3.1 Running Commands When You Log Out

Is there something you want to do every time you log out: run a program that deletes temporary files, asks you a question, or prints a fortune to your screen? If you use the C shell, make a file named .logout ( 2.2 ) in your home directory and put the commands there. Before a login C shell exits, it'll read that file. But not all shells are login C shells; you might want these shells to read your logout-type file, too. Articles 2.7 and 2.8 have some suggestions.

Some ideas for your .logout are:

  • A command like fortune ( 3.3 ) to give you something fun to think about when you log out.

  • A background command to clean up temporary files, as in article 3.4 .

  • A command to list a "reminder" file - for example, work to take home.

  • A script that prompts you for the hours you've worked on projects so you can make a timesheet later.

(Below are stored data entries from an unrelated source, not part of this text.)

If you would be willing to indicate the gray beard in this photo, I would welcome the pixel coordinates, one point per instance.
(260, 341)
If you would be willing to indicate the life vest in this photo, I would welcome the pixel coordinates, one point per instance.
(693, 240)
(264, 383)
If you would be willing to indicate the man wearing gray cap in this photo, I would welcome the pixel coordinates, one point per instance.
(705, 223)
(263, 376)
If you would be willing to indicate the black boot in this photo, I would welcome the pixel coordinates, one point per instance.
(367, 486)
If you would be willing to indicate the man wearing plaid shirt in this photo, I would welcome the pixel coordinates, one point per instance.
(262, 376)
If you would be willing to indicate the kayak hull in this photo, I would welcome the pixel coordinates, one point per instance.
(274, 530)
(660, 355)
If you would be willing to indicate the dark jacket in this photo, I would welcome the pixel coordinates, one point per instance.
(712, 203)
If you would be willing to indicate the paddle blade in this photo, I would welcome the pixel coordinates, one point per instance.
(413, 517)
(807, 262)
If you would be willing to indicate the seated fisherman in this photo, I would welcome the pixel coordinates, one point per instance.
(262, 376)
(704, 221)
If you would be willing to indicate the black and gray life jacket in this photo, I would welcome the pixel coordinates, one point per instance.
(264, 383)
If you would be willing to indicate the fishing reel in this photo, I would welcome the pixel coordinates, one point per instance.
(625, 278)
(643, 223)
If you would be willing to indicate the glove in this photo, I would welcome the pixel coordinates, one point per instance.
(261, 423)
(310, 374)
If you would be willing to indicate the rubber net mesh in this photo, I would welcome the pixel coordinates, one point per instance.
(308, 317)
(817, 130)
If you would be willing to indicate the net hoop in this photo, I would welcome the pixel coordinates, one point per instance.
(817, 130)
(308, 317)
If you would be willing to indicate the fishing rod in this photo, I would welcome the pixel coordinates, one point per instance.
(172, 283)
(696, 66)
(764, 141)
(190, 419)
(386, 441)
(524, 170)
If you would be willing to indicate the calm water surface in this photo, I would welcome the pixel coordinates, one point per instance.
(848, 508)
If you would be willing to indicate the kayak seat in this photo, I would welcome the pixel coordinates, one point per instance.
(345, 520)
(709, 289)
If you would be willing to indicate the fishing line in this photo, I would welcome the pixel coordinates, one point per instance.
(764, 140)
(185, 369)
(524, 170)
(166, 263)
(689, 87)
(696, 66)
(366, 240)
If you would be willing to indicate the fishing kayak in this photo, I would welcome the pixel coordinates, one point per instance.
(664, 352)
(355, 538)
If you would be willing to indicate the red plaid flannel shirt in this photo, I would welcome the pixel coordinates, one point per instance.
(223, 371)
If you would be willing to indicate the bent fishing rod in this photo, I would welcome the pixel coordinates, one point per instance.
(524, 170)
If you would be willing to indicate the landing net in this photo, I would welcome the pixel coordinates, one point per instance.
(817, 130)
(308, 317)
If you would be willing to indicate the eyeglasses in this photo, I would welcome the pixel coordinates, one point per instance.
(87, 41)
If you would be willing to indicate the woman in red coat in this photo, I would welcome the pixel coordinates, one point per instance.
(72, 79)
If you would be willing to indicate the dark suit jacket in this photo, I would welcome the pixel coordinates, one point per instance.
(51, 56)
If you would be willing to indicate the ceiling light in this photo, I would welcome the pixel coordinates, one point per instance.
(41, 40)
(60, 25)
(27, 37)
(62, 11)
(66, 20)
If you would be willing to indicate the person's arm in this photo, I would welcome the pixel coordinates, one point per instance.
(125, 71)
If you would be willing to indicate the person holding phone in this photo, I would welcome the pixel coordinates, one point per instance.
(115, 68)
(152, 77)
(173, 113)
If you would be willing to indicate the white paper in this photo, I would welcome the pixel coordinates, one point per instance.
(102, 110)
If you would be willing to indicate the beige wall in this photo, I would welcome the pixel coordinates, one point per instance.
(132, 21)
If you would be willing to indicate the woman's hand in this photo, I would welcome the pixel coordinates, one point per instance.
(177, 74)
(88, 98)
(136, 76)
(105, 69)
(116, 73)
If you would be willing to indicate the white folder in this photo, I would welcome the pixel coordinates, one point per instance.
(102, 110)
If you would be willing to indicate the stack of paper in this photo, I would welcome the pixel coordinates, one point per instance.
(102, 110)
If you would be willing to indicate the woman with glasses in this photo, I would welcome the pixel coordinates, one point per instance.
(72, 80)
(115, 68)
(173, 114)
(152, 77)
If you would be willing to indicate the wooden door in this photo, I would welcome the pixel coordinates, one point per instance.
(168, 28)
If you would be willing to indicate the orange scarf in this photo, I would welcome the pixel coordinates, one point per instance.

  • The command clear ( 22.18 ) to erase your screen. This keeps the next user from reading what you did. [1] It also helps to stop "burn-in" damage to terminals caused by characters left over from your login session. (Some UNIXes clear the screen before printing the login: prompt. Of course, this won't help users who connect with a data switch ( 52.9 ) or port manager because the connection will be broken before the next login prompt.)

    [1] Some terminals and windows have "scroll back" memory of previous screens. clear usually doesn't erase all of that.

If you connect to this host over a network, with a slow modem or on a data switch - and you don't see all the .logout commands run before your connection closes - try putting the command sleep 2 ( 40.2 ) at the end of the file. That makes the shell wait two seconds before it exits, which gives output more time to get to your screen.